The phase of synchronised growth the world enjoyed in 2017 and early 2018 has come to an end. Following two years when the global economy finally expanded faster than its long-run average of 3.0%, growth looks set to slow to 2.8% in 2019. This is a significant disappointment compared with forecasts from this time last year, which predicted global growth of 3.2% in 2019.

The global downturn has also changed the policy narrative; after years of gradually normalising monetary policy following the response to the financial crisis, central banks are cutting interest rates again. And because government borrowing costs are so low at the moment and the effectiveness of yet more central bank intervention to combat an economic downturn is in doubt, fiscal policy trends could also move to a more expansionary setting.

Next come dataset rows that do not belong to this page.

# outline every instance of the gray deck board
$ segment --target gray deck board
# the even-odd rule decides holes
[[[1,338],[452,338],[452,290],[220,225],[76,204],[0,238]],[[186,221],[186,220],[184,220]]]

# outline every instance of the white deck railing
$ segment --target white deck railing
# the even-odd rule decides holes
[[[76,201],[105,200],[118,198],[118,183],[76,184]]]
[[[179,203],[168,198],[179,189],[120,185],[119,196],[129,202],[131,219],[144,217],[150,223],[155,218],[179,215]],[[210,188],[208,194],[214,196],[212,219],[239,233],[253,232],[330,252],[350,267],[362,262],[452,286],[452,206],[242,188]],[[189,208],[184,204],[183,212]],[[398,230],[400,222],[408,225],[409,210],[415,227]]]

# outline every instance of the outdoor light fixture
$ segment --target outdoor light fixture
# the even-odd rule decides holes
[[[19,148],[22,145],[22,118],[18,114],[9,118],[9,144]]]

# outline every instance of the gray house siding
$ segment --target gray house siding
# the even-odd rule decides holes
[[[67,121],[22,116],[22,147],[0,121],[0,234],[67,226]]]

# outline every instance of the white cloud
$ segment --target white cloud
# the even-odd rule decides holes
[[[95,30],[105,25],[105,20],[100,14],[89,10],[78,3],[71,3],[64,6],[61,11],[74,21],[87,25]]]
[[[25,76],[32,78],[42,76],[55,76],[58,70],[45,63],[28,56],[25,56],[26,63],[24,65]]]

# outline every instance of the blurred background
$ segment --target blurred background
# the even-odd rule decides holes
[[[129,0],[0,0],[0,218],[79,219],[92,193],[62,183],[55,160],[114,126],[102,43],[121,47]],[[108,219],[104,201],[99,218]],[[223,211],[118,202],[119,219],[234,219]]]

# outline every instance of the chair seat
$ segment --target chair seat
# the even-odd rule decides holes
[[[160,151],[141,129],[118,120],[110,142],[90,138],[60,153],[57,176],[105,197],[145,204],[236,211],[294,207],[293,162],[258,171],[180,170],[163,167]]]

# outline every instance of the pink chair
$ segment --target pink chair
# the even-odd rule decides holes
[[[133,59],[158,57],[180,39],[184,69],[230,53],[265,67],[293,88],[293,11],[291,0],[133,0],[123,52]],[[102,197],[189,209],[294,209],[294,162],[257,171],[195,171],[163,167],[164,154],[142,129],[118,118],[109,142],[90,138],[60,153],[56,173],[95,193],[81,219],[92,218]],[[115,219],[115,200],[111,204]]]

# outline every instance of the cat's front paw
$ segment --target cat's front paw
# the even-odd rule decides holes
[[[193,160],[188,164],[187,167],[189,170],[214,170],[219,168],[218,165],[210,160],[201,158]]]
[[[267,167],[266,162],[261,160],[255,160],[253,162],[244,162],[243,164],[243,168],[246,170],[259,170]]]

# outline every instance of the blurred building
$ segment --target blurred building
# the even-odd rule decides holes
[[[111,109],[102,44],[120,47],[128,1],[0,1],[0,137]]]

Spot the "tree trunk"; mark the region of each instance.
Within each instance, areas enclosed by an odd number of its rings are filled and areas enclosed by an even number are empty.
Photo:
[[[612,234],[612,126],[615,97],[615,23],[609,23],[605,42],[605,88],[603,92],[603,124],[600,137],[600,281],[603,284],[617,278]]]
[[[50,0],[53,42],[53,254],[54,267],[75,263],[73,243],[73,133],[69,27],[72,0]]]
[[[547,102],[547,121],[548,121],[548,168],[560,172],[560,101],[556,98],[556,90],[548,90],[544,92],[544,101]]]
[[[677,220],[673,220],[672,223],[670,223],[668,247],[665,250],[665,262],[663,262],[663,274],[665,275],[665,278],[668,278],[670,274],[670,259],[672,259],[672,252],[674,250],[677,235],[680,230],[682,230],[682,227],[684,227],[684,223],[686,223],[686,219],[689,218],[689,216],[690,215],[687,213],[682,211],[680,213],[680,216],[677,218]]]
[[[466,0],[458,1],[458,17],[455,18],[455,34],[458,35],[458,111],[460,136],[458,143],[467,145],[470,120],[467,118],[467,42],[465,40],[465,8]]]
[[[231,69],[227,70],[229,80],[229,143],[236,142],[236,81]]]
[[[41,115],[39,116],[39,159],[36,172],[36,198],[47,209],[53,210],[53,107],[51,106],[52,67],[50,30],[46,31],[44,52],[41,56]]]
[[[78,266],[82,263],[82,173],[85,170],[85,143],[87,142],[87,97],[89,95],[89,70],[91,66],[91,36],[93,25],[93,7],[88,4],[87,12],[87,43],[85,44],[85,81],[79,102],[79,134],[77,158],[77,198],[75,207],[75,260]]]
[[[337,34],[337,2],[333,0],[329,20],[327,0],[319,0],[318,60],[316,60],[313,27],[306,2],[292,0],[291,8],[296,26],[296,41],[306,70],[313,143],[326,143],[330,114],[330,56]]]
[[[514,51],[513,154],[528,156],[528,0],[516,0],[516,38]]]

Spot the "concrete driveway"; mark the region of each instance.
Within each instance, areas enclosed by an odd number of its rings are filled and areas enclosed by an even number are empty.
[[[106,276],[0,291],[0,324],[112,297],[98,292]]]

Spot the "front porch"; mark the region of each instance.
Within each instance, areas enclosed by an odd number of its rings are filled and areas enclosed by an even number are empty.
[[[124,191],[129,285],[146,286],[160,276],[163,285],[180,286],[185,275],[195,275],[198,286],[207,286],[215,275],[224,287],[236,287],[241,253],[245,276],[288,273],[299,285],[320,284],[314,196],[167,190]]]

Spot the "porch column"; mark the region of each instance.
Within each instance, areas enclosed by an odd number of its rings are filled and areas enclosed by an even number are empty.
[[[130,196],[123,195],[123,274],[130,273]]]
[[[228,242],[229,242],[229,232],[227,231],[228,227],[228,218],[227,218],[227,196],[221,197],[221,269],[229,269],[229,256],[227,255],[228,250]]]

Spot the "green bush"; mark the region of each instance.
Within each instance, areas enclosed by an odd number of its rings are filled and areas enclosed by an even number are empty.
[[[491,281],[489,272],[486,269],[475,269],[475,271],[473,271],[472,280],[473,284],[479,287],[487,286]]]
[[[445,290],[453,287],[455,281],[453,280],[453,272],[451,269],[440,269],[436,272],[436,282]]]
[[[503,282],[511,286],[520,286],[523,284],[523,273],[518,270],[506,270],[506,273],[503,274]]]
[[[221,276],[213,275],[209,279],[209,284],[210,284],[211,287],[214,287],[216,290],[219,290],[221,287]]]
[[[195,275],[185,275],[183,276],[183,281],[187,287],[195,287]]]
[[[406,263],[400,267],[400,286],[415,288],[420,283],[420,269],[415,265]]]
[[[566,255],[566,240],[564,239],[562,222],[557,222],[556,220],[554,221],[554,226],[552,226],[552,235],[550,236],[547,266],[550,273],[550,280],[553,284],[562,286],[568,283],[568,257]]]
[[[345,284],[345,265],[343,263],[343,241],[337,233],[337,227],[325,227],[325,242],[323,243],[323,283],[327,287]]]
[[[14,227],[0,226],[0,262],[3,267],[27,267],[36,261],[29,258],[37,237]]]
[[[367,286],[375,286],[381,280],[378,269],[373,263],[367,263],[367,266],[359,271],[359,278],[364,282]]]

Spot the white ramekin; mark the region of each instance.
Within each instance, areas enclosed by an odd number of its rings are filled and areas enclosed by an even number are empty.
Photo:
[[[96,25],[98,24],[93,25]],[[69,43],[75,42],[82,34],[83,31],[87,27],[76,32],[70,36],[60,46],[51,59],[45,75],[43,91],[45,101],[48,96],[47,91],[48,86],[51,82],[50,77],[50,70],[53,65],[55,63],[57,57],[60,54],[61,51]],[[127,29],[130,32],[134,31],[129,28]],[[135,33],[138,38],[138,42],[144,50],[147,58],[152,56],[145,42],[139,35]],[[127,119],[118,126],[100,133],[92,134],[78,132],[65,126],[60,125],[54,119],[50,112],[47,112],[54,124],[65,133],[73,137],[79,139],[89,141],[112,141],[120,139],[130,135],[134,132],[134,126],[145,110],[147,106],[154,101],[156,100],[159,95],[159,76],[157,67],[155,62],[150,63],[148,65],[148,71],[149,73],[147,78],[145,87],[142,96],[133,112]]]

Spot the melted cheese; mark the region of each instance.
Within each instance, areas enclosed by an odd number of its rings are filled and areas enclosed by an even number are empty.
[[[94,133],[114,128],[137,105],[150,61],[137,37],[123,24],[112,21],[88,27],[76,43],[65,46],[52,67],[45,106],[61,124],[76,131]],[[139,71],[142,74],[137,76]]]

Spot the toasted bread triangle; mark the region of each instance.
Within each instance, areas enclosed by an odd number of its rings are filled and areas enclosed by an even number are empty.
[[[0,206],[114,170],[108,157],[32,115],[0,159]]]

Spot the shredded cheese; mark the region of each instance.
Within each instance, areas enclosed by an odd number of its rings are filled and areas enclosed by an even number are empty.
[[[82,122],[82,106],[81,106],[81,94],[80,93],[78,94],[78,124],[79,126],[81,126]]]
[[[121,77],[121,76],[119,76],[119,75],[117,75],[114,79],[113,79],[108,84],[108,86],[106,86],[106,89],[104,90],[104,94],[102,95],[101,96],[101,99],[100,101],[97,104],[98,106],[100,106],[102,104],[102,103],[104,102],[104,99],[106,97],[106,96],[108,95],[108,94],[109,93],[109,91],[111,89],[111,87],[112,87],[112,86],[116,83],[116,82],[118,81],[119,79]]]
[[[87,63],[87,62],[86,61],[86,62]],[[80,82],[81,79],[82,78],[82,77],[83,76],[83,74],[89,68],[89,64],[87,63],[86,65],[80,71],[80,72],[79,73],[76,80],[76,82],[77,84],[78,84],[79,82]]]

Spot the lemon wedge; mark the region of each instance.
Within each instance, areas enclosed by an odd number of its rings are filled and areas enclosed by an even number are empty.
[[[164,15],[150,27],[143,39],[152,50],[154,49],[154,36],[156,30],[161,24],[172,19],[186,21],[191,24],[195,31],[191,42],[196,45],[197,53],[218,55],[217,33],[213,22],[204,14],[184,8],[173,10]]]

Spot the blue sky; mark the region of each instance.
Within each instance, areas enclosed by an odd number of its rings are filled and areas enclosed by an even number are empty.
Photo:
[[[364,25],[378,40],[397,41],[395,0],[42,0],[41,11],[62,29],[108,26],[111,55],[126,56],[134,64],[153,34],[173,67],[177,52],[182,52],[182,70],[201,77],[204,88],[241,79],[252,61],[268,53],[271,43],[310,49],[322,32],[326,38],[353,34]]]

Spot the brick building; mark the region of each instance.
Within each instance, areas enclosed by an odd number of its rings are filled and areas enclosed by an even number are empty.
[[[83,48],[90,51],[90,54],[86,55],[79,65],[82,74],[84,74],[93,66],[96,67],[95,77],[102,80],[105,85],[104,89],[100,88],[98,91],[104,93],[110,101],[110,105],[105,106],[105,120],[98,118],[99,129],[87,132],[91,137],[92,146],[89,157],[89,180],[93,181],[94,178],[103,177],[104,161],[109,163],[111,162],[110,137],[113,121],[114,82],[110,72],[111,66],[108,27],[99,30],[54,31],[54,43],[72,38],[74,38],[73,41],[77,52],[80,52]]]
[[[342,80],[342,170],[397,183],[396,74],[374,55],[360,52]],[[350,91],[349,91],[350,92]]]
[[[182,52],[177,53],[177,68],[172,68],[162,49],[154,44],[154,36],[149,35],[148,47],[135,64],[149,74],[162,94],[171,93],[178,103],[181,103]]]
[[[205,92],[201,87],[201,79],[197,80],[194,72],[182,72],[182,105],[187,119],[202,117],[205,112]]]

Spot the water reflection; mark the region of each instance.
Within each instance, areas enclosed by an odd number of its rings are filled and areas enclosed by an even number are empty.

In this part of Citi’s contribution to the Green Budget, we analyse the causes of the global downturn and discuss the role of fiscal and monetary policy in addressing it. We argue that there are two big forces buffeting the global economy. Slower domestic growth in China as it transitions to a consumption-led economic model has had ramifications for much of the rest of the world. And the trade wars that US President Donald Trump has started against both China and the rest of the world have both imposed a direct penalty on global trade growth and raised uncertainty in the global economy.

GDP growth forecasts in Green Budget 2018 versus latest actual and projections, 2018 and 2019

 

 

Source: IFS Green Budget 2019 and Citigroup Global Economic Outlook and Strategy (July 2019).

Key findings

  • The global growth outlook has deteriorated. Having grown by an above-average 3.2% in 2018, world output growth looks set to fall to below-average 2.8% in 2019 and stay there in 2020. The downturn is spread across advanced economies and emerging markets, but focused on the manufacturing hubs so far.
     
  • China’s rebalancing hurts its supply chains. Export- and investment-led growth allowed China to become the world’s second economy, but reached financial and environmental limits. The inevitable shift towards domestic consumption and innovation slows growth in China and its supply chains, including Germany and Japan.
     
  • US trade wars compound China’s troubles and sow uncertainty. US President Donald Trump’s administration is imposing tariffs, hurting exports in the targeted economies and raising prices at home. More importantly, business investment suffers globally as uncertainty about supply chains spreads.
     
  • In the medium term, we forecast that US growth will remain strong, China’s growth rate will slow, and parts of Europe will flirt with recession. While global trade and manufacturing are in recession, domestic demand remains resilient. The US still enjoys large fiscal stimulus, but as the boost from this winds down its growth rate will slow to potential soon. Chinese growth is falling gradually. In Europe, Germany and Italy are close to recession, but France and Spain are more resilient.